L’Italie a officiellement basculé plus à droite qu’elle ne l’a jamais été depuis la fin de la Seconde Guerre mondiale. Sous les ors du palais présidentiel du Quirinal, à Rome, la nouvelle Première ministre Giorgia Meloni, leader du parti post-fasciste Fratelli d’Italia, et ses ministres ont prêté serment, en présence du président Sergio Mattarella. C’est à lui qu’ont répété chacun des membres du gouvernement le serment traditionnel : « Je jure d’être fidèle à la République, de respecter loyalement la Constitution et les lois, et d’exercer mes fonctions dans l’intérêt exclusif de la nation ».

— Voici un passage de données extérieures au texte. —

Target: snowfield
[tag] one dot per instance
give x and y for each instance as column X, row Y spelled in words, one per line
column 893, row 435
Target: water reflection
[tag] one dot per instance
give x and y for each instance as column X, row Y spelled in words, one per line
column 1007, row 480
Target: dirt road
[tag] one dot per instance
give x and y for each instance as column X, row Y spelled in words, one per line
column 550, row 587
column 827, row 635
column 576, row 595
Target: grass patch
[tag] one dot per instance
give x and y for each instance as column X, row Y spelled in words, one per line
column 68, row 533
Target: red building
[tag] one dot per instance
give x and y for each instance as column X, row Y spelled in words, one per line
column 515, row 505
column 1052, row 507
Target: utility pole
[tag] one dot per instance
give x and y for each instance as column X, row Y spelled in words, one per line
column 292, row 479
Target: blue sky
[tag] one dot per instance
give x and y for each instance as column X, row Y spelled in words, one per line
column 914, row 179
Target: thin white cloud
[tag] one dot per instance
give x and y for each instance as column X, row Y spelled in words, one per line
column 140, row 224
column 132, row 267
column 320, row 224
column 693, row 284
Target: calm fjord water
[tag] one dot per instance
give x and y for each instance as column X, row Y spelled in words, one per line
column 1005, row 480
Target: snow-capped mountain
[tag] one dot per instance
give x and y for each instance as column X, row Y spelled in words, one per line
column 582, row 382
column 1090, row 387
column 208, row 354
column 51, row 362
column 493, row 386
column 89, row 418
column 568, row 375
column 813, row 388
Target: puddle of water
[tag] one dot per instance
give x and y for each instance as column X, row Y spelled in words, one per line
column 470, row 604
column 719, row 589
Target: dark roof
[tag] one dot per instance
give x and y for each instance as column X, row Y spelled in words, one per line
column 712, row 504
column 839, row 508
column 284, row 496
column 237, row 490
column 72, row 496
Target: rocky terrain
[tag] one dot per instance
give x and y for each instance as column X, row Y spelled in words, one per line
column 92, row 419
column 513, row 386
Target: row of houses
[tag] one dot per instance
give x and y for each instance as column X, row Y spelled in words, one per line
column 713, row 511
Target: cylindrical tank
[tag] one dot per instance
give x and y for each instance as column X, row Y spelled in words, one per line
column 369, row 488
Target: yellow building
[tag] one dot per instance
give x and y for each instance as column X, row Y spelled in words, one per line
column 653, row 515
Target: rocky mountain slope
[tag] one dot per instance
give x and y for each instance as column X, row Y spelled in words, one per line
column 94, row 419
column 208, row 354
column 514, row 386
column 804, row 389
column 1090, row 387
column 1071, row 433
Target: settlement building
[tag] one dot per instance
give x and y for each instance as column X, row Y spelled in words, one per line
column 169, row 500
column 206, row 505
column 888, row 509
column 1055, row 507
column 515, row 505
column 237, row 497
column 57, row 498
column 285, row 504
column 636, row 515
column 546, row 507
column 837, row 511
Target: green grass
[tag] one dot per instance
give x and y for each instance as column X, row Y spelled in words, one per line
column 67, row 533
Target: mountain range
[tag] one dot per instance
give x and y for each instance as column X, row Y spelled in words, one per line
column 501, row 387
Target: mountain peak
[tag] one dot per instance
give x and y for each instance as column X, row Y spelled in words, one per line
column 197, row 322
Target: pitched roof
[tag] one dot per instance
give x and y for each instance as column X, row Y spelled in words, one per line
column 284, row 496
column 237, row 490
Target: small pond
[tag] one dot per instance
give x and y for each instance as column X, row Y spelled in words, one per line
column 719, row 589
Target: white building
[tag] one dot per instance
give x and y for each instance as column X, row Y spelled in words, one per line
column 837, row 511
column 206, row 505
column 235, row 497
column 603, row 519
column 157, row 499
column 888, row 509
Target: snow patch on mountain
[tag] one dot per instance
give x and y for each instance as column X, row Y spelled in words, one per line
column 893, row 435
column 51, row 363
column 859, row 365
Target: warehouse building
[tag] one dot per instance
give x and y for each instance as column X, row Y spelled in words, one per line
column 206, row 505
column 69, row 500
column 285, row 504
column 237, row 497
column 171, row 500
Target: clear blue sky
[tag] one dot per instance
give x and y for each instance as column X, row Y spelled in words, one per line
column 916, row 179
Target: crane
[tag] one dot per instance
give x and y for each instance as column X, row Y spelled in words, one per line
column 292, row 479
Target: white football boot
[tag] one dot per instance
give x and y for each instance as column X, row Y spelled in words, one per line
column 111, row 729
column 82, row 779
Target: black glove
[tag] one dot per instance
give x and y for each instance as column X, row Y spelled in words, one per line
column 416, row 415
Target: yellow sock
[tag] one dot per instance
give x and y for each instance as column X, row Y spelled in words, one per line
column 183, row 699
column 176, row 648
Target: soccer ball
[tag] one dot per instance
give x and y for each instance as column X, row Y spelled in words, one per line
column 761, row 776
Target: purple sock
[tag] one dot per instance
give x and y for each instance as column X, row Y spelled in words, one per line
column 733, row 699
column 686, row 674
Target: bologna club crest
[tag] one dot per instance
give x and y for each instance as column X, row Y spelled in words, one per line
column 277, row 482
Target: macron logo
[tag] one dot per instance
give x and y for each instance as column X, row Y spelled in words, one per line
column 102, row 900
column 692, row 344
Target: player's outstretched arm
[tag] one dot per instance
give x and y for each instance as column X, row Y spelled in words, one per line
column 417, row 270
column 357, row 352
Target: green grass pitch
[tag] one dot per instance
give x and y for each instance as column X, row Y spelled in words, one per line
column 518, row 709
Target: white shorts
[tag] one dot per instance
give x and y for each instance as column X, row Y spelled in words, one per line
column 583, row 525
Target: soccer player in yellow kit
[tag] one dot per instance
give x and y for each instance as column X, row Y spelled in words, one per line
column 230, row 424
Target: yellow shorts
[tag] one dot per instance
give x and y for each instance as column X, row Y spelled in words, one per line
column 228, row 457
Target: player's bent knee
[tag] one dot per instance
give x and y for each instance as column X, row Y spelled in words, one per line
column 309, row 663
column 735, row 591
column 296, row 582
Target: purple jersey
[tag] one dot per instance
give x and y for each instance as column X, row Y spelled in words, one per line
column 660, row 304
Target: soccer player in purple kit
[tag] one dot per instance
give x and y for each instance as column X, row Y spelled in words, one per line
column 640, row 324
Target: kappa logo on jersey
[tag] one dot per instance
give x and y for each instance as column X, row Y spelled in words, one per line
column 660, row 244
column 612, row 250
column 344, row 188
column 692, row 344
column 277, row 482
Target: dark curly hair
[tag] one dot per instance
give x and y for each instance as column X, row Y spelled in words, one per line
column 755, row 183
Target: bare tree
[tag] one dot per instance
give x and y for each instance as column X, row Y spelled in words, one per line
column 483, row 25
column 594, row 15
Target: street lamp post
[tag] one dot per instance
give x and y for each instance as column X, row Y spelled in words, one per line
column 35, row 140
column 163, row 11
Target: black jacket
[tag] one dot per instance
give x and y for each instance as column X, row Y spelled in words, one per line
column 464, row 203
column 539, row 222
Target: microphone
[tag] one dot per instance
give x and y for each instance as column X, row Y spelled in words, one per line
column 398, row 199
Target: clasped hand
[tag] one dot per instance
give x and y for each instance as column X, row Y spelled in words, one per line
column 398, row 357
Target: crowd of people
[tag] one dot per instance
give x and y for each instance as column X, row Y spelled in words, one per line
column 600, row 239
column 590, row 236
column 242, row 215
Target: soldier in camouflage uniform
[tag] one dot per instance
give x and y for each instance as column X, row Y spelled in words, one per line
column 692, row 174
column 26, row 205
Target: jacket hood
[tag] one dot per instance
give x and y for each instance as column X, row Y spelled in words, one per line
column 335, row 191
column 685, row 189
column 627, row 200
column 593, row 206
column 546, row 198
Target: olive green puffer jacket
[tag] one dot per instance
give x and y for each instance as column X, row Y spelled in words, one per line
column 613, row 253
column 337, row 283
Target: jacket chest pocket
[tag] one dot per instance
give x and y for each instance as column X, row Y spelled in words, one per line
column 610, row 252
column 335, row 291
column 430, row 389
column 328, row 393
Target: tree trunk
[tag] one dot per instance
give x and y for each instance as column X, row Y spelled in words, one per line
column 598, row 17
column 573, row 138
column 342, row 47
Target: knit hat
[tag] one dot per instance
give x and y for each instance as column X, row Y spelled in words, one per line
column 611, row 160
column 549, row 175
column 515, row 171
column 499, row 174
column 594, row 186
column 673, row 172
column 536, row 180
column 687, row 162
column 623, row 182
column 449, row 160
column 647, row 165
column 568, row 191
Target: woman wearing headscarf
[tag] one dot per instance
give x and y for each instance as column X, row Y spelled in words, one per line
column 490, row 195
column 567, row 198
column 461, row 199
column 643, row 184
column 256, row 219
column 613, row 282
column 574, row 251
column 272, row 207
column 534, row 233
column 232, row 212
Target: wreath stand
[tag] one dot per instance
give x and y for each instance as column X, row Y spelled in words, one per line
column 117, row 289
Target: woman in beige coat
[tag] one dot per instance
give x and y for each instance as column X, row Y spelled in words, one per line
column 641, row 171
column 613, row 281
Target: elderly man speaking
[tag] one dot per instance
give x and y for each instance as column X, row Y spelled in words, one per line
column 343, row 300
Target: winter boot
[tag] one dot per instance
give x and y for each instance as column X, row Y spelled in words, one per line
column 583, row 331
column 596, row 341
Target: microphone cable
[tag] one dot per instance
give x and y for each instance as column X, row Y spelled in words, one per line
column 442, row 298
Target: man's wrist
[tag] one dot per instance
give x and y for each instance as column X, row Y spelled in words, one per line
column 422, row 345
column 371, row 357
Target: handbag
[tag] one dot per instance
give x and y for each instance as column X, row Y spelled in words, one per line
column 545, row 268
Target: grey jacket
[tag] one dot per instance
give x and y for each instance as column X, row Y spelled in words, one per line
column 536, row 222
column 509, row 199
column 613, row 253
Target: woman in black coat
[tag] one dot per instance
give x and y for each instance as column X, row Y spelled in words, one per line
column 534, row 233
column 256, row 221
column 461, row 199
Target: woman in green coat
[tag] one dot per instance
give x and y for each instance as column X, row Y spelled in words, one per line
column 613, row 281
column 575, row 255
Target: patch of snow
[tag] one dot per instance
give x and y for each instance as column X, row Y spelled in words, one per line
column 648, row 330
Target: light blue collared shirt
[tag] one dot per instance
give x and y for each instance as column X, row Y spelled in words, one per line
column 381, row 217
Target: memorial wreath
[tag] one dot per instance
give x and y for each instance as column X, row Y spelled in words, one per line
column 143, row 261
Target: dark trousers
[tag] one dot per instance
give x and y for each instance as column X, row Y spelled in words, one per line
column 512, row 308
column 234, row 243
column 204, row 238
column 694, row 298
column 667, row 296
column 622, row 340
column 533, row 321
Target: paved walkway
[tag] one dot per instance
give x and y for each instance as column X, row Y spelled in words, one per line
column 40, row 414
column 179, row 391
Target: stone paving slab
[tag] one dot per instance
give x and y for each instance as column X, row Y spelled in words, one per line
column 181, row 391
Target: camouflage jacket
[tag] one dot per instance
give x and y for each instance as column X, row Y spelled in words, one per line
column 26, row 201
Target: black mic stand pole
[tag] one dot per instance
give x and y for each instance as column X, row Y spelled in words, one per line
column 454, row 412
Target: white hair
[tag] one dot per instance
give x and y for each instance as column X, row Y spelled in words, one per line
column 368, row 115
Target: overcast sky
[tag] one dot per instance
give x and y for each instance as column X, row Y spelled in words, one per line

Giorgia Meloni, vêtue d’un très sobre tailleur noir, a été la première à prêter serment, suivie de ses deux vice-Premiers ministres issus des deux partis partenaires de sa coalition, Matteo Salvini, le chef de la Ligue antimigrants, et Antonio Tajani, haut responsable du parti Forza Italia de Silvio Berlusconi. A l’issue de cérémonie de prestation de serment, Giorgia Meloni et ses ministres ont été reçus par le président pour un bref toast. Etaient également présents les proches de la cheffe du gouvernement, notamment son compagnon de 41 ans, le journaliste Andrea Giambruno, et leur fille de six ans Ginevra.

Des gages à Bruxelles

La liste des ministres choisis par Giorgia Meloni, qui avec Fratelli d’Italie a remporté une victoire historique aux législatives du 25 septembre avec 26 % des voix, reflète son désir de rassurer les partenaires de Rome, inquiets face à l’arrivée au pouvoir en Italie d’un chef de gouvernement d’extrême droite. La nomination aux Affaires étrangères, avec le titre de vice-Premier ministre, de l’ex-président du Parlement européen Antonio Tajani, a ainsi été aussitôt saluée vendredi soir par le président du Parti populaire européen, l’Allemand Manfred Weber, comme « une garantie d’une Italie pro-européenne et atlantiste ».

Autre gage donné à Bruxelles, Giancarlo Giorgetti, un représentant de l’aile modérée de la Ligue, déjà ministre dans le gouvernement sortant de Mario Draghi, qui hérite du portefeuille crucial de l’Economie. Le populiste Matteo Salvini doit se contenter du portefeuille des Infrastructures et Transports alors qu’il convoitait celui plus prestigieux de l’Intérieur, qui échoit à un technocrate.